From the 2000 census, 5,813 or 77.7% are Roman Catholic, while 661 or 8.8% belonged to the Swiss Reformed Church. Of the rest of the population, there are 5 individuals (or about 0.07% of the population) who belong to the Christian Catholic faith, there are 191 individuals (or about 2.55% of the population) who belong to the Orthodox Church, and there are less than 5 individuals who belong to another Christian church. There are 5 individuals (or about 0.07% of the population) who are Jewish, and 276 (or about 3.69% of the population) who are Islamic. There are 59 individuals (or about 0.79% of the population) who belong to another church (not listed on the census), 300 (or about 4.01% of the population) belong to no church, are agnostic or atheist, and 168 individuals (or about 2.25% of the population) did not answer the question.
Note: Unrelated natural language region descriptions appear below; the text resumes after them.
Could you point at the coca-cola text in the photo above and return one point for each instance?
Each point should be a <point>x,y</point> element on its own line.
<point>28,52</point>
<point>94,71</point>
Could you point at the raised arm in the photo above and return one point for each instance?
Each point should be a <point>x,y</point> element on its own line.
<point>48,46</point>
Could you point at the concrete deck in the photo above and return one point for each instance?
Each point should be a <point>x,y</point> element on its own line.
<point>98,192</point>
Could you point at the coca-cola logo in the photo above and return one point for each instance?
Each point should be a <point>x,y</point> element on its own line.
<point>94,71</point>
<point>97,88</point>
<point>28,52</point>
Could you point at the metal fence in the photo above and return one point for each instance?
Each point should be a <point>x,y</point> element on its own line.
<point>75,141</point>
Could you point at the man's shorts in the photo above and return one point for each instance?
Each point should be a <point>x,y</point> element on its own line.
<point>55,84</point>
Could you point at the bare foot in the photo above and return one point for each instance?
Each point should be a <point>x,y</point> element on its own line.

The historical population is given in the following table:

| year | population |
|---|---|
| 1850 | 1,548 |
| 1900 | 3,070 |
| 1950 | 4,442 |
| 1980 | 6,232 |
| 2000 | 7,482 |
| 2005 | 7,863 |
| 2007 | 8,209 |

==Transport==
Brunnen railway station, on the Gotthard railway, is served by hourly InterRegio trains, and by lines S2 of the Stadtbahn Zug, which operates hourly between Zug, Arth-Goldau and Erstfeld, and S3 of the S-Bahn Luzern, which operates hourly to Lucerne.